Thursday, December 24, 2015

What does the bent body of the man with the hoe signify?

The man has been bent and bowed by the figurative weight of responsibility on his shoulders. A life of work is all he knows, and he bears the "burden of the world." His life, nothing but toil, has "made him dead to rapture and despair" so that he has become a "thing that grieves not and that never hopes." Toil is his entire life, to the point that he does not even feel—what would be the point of feeling? It does not lessen one's burden or lighten one's work. He is almost an animal, "a brother to the ox," because he has been stripped of his humanity. We are meant to do so much more than work.

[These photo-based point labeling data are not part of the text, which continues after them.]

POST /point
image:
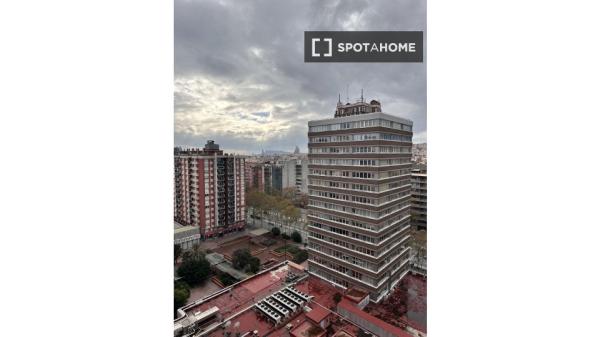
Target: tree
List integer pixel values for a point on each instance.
(337, 298)
(181, 294)
(177, 252)
(194, 271)
(297, 237)
(301, 256)
(243, 260)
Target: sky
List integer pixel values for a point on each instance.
(241, 80)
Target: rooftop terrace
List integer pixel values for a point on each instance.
(303, 303)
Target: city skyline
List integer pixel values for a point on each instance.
(257, 94)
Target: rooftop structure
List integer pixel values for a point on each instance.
(269, 304)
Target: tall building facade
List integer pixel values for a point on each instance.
(273, 174)
(359, 198)
(419, 197)
(209, 190)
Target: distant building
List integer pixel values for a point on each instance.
(359, 198)
(419, 197)
(302, 176)
(255, 176)
(209, 190)
(273, 174)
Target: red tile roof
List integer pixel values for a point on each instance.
(318, 313)
(351, 307)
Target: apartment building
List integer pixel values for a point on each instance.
(359, 198)
(209, 190)
(419, 197)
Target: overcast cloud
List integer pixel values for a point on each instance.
(240, 76)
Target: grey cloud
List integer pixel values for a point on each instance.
(252, 54)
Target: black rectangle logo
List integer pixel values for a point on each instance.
(363, 46)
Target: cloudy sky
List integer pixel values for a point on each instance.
(240, 76)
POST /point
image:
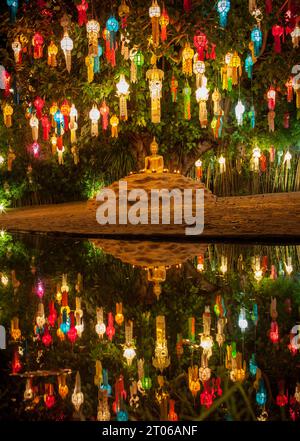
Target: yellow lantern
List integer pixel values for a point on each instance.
(67, 45)
(187, 60)
(114, 122)
(155, 77)
(52, 52)
(154, 13)
(94, 117)
(123, 93)
(7, 115)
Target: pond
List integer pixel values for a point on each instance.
(110, 329)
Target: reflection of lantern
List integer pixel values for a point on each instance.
(223, 7)
(164, 21)
(93, 28)
(187, 60)
(155, 77)
(94, 117)
(67, 46)
(123, 92)
(256, 38)
(77, 396)
(154, 13)
(239, 112)
(37, 42)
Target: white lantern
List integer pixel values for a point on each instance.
(239, 112)
(67, 46)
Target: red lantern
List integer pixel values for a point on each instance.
(200, 43)
(271, 96)
(37, 42)
(72, 333)
(46, 124)
(38, 104)
(52, 314)
(277, 32)
(104, 112)
(110, 330)
(82, 8)
(172, 415)
(16, 363)
(268, 6)
(46, 339)
(274, 332)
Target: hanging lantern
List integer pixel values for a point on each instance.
(123, 12)
(119, 317)
(34, 124)
(201, 44)
(110, 329)
(77, 396)
(256, 38)
(52, 52)
(39, 104)
(112, 25)
(100, 327)
(7, 115)
(67, 45)
(155, 77)
(123, 93)
(82, 9)
(296, 36)
(249, 66)
(138, 60)
(198, 69)
(94, 117)
(277, 32)
(114, 122)
(187, 101)
(17, 48)
(89, 62)
(202, 94)
(104, 111)
(161, 360)
(13, 9)
(223, 7)
(164, 21)
(243, 323)
(239, 112)
(37, 43)
(187, 60)
(93, 29)
(154, 13)
(15, 331)
(129, 347)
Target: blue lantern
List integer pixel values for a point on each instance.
(223, 7)
(112, 25)
(252, 365)
(249, 66)
(60, 122)
(261, 394)
(122, 415)
(13, 6)
(256, 38)
(97, 59)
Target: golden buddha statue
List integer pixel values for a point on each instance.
(155, 162)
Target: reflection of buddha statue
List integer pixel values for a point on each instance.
(157, 275)
(155, 162)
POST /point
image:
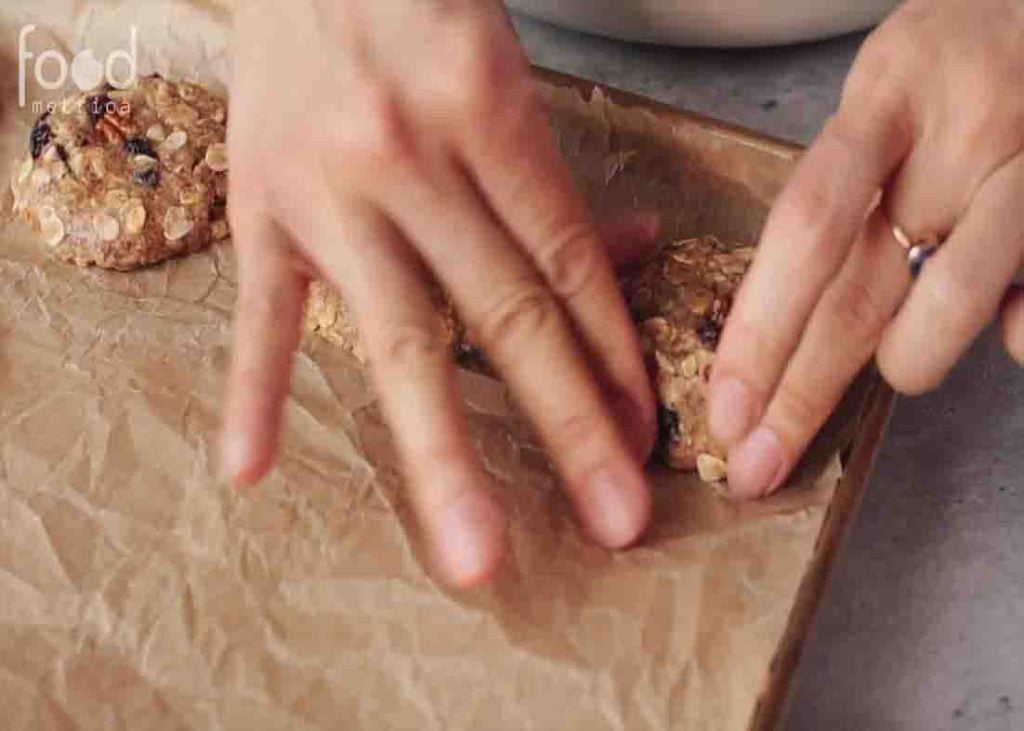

The "light within this brain" has been blown out, and he seems, no longer, to resemble the "Thing the Lord God made and gave / To have dominion over sea and land." He is no master now. He feels no "passion," and he asks no questions of the "heavens." Out of all the things a person is capable of doing, he only does one: work. He is a "Slave of the wheel of labor" and no more. He does not think or wonder or dream. His "aching stoop" signifies the tragedy of his lowly condition when he might have been, and should have been, so much more.


In Markham's "The Man with the Hoe," the man is bent over because of "the weight of the centuries" (line 1) that he bears and because of the weight of the "the burden of the world" (line 4), which presses down upon him. This is a homage and a lament for the working man throughout time, who toiled in the fields or a steel mill, oppressed by the wealthy few, who have through their greed oppressed working people, taken away the light and music in their souls, condemning them to long, grueling days and nights of work, for virtually nothing in return. This poem is based upon a painting of the same name by Jean-Francois Millet. The painting portrays a man who is bent over, working a rocky ground. The plight of the working man has not really changed much throughout history. In spite of modern features such as minimum wage and OSHA regulations, many working people are still bent over metaphorically, if not literally.